Both versions cover the themes of good versus evil, deception, and consequences, but the abridged versions are considered more appropriate for children. 


If you want to learn something quickly, or faster than the norm, abridged versions of books can make it make digesting content more efficient. Since these versions are distilled down to only the most important points, readers don’t have to filter through extraneous commentary and can just focus on the details. 

You can find abridged versions of books in the education section of book retailers. They are often categorized as study guides. These condensed versions can also be found a subcategories of specific genres.

For example, for religious supplemental material, you may find abridged versions of larger works like commentaries. In literature, many of the classics are abridged (e.g., William Shakespeare, Charles Dickens, J.R.R. Tolkien, Ernest Hemingway).

Abridged versions are also common in the categories of biographies (and memoirs), self-help, and business.


Back in the 90s when audiobooks began to increase in popularity, books were divided by chapters on cassette tapes. Many of these audiobooks came in abridged versions. 

Pros and cons of unabridged versus abridged books

  • Abridged books are more cost-effective to print or record because they are shorter. This savings can be passed on to the customer.
  • Abridged books can be easier for new readers (e.g. children) to understand whereas unabridged versions can be more dense and stylized. 
  • An abridged version is often easier to digest when learning and can be used as a supplement to more unabridged books. 
  • Abridged books are a faster read.
  • Abridged versions offer shorter production times
  • Unabridged versions provide a full experience, while the abridged version may remove more than necessary.

How can you tell if a book is abridged or unabridged?

When publishing a book, you want to make sure that readers know what format they are receiving. Most books published are unabridged, so there’s no need to indicate it on the cover; however, if the book is abridged, you’ll want to make sure the reader knows just in case they're looking for the full version. The word “abridged”, or another word indicating the type of book it is, should be placed on the cover of the book as well as the title page in the interior.

Online retailers will usually indicate that a book is abridged on the title of the book as well as in the description.

One of my favorite resources for book information, including price comparisons, is AllBookStores.com. You can place the ISBN in the search bar. When it pulls up the book, you can look at the full title to see if it is abridged. You can also click in the book details section and find the information there. 
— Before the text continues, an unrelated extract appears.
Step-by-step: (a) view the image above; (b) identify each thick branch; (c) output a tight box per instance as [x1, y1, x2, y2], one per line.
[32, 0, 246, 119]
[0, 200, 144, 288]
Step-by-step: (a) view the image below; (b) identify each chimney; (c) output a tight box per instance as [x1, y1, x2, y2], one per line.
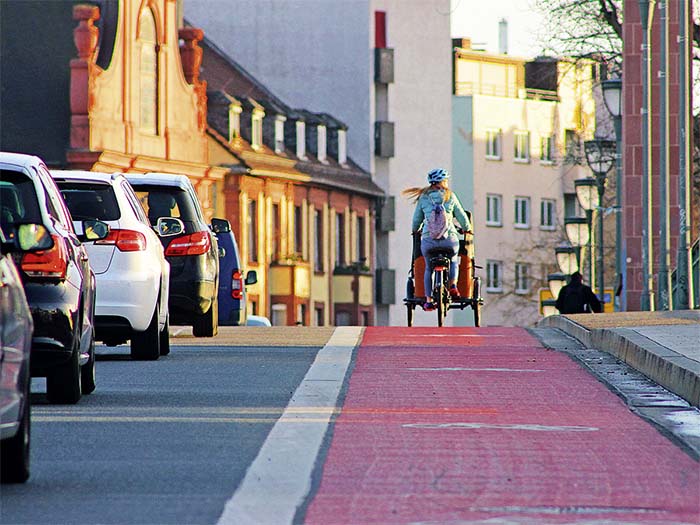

In the abridged versions of the classic book, Moby Dick, I found three truncated versions of the classic story below. The first says “Condensed”, the second “Just for Kids” and the third “Abridged”, but they all mean the same thing.

Unabridged Versus Abridged Books - Variations For The Word &Quot;Abridged&Quot; Using The Classic Book &Quot;Moby Dick.&Quot;

Final thoughts

When you look at the pros and cons of unabridged versus abridged books, abridged books seem to come out on top, but this is not necessarily the case. Abridged books have lost their popularity as more readers prefer to engage in a full, in-depth reading experience the way the author meant it to be. 

Today, when a reader is short on time, they typically opt to listen to an unabridged audiobook on the go, save their unabridged print book for when they have more leisure time; or, subscribe to a book summary website. 

The abridged book format is a small part of the book publishing landscape, but it can still be a good fit for certain types of books and audiences. If you choose to create an abridged version of your book, make sure it's what your audience wants.